I cannot help but feel that the recommendation is rather peculiar: why should the cautionary be required only if the accidental was on the final note of the previous bar and the note that “corrects” it is the first note of the next? It’s been a while since I sang barbershop music, and I wasn’t conscious of really thinking about cautionary accidentals when I did, but I doubt that it’s the case that the harmony of barbershop music is so predictable and diatonic that cautionary accidentals would not be useful in broader circumstances. I wonder whether these guidelines were developed at least in part in recognition of the difficulty of getting good cautionary accidentals without a lot of work on the part of the editor in most notation software?

OK, I’ll try this.
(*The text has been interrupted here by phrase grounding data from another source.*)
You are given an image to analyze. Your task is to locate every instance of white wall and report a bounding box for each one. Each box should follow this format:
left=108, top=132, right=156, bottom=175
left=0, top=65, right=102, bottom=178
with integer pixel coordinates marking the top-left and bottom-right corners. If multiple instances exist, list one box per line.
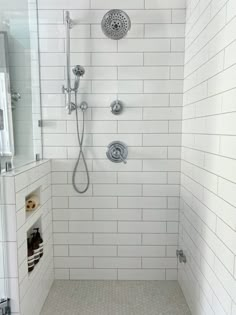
left=179, top=0, right=236, bottom=314
left=38, top=0, right=186, bottom=280
left=1, top=161, right=53, bottom=315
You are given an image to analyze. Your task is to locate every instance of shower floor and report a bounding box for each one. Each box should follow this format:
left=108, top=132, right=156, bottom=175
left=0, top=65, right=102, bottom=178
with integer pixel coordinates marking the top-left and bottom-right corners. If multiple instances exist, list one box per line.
left=40, top=280, right=191, bottom=315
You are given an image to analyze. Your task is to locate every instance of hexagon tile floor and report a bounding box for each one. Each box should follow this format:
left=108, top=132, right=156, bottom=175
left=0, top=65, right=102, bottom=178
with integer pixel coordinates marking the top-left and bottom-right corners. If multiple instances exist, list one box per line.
left=40, top=280, right=191, bottom=315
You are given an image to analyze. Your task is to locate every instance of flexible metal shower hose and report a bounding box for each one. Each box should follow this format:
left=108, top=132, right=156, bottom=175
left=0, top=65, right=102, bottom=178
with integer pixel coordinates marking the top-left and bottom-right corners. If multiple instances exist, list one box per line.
left=72, top=92, right=90, bottom=194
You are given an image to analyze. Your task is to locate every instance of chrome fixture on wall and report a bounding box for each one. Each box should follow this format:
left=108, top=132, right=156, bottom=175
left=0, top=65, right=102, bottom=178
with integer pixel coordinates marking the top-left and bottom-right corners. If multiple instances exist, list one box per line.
left=110, top=100, right=123, bottom=115
left=106, top=141, right=128, bottom=164
left=11, top=90, right=21, bottom=110
left=176, top=250, right=187, bottom=264
left=63, top=11, right=90, bottom=194
left=0, top=298, right=11, bottom=314
left=72, top=98, right=90, bottom=194
left=62, top=12, right=85, bottom=114
left=101, top=9, right=131, bottom=40
left=11, top=90, right=21, bottom=102
left=62, top=11, right=73, bottom=114
left=73, top=65, right=85, bottom=91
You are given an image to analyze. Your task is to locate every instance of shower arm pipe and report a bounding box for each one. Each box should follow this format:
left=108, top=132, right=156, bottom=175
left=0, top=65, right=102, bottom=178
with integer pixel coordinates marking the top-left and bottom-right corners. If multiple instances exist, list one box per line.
left=63, top=11, right=73, bottom=114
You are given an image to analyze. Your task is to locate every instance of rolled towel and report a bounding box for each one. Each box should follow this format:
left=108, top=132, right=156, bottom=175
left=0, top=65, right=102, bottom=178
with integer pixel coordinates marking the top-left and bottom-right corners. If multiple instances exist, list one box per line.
left=26, top=195, right=39, bottom=211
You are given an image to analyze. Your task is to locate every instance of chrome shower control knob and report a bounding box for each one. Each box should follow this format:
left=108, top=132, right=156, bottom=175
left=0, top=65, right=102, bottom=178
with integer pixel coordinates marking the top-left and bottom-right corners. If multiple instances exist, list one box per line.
left=106, top=141, right=128, bottom=164
left=80, top=101, right=88, bottom=112
left=110, top=100, right=123, bottom=115
left=11, top=91, right=21, bottom=102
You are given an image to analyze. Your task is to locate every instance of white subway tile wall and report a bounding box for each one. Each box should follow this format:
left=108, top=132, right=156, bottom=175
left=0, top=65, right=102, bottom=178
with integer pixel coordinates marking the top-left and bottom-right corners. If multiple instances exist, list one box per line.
left=179, top=0, right=236, bottom=315
left=38, top=0, right=185, bottom=280
left=0, top=161, right=53, bottom=315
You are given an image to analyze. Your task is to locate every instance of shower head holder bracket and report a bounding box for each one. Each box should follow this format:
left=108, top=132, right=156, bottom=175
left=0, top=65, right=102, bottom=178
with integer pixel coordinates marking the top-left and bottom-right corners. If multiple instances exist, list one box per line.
left=65, top=11, right=73, bottom=29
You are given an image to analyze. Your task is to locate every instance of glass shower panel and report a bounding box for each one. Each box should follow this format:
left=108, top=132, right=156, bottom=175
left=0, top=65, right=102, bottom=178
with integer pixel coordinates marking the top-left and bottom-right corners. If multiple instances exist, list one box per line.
left=0, top=32, right=15, bottom=160
left=0, top=0, right=42, bottom=306
left=0, top=0, right=42, bottom=170
left=0, top=177, right=7, bottom=300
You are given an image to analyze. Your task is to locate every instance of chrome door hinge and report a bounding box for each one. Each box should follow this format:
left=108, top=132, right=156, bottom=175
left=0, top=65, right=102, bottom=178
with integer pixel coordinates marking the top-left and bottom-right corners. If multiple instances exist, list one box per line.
left=176, top=250, right=187, bottom=264
left=38, top=120, right=43, bottom=127
left=0, top=109, right=4, bottom=130
left=0, top=299, right=11, bottom=314
left=36, top=153, right=41, bottom=161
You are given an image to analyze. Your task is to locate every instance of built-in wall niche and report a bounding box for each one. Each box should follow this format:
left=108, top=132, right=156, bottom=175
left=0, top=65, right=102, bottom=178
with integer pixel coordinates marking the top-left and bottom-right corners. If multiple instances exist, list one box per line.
left=25, top=187, right=41, bottom=219
left=27, top=217, right=44, bottom=274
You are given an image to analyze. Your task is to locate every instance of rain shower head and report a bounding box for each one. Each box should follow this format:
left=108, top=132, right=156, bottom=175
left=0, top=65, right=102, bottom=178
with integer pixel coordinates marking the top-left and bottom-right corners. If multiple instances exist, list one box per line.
left=101, top=9, right=131, bottom=40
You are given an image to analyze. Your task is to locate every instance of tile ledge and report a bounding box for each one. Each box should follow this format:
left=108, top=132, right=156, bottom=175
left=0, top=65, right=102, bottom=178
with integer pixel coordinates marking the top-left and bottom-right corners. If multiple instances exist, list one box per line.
left=0, top=159, right=50, bottom=177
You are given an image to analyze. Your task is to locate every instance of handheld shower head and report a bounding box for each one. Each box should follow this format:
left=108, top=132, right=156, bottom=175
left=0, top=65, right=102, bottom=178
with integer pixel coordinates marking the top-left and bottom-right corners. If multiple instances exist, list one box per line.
left=72, top=65, right=85, bottom=77
left=72, top=65, right=85, bottom=91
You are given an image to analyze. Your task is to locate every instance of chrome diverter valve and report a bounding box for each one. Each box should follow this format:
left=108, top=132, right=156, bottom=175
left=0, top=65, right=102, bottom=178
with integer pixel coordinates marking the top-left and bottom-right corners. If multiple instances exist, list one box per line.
left=106, top=141, right=128, bottom=164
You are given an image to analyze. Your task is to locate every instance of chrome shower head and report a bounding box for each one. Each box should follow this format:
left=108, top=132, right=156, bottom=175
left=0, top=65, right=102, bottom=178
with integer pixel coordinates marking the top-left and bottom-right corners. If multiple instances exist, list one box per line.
left=101, top=9, right=131, bottom=40
left=72, top=65, right=85, bottom=77
left=72, top=65, right=85, bottom=91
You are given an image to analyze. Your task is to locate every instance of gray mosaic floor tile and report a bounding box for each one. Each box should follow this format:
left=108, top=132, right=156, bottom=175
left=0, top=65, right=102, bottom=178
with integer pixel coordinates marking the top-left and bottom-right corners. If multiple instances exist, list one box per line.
left=40, top=280, right=191, bottom=315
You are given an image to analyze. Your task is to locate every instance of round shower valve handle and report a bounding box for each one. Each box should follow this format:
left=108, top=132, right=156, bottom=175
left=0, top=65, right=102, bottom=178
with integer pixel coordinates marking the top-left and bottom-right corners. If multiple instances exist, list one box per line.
left=106, top=141, right=128, bottom=164
left=112, top=148, right=127, bottom=164
left=80, top=101, right=88, bottom=112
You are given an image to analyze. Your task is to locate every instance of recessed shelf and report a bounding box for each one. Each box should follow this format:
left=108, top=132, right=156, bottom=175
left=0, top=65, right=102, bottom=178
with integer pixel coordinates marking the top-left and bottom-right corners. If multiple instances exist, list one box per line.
left=27, top=217, right=44, bottom=275
left=27, top=217, right=42, bottom=239
left=25, top=187, right=41, bottom=218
Thanks!

You might even find that the circumstances in which the BHS recommends cautionaries are so uncommon that you would be better off disabling all cautionaries altogether and then only showing them when needed via Properties.

We do in fact often use cautionary accidentals; in particular, since pillar harmonies often change at bar boundaries, it’s quite common that movement involving the third or seventh of a chord will require a courtesy accidental. #4 to natural-4 (in a II7-V7 motion) is a typical and frequent example.

I cannot help but feel that the recommendation is rather peculiar: why should the cautionary be required only if the accidental was on the final note of the previous bar and the note that “corrects” it is the first note of the next?

Ah, but that’s not exactly it: the accidental needn’t be on the final note of the prior bar; it merely needs to affect the final note, and can occur on an earlier note in that bar. See the attached image for an illustration. The rule is more about the position of the unaltered note, the one that would or wouldn’t get the cautionary.

It’s been a while since I sang barbershop music, and I wasn’t conscious of really thinking about cautionary accidentals when I did, but I doubt that it’s the case that the harmony of barbershop music is so predictable and diatonic that cautionary accidentals would not be useful in broader circumstances.

Many barbershoppers who are proficient sight-readers do think mainly in terms of scale degrees. Speaking only for myself, my default, subconscious interpretation of an accidental while reading is: warning, the following note is a raised or lowered instance of whatever scale degree. And, when they don’t occur parenthesized and right after a note that was altered, courtesy accidentals do sometimes fool me into thinking the following note is altered when it really isn’t. I suspect this sort of slip-up is not unique to me, and is one reason behind BHS’ recommendation.

In any case, thanks for the thoughtful response, and for the suggestions that may cut down on my hand-editing of accidentals.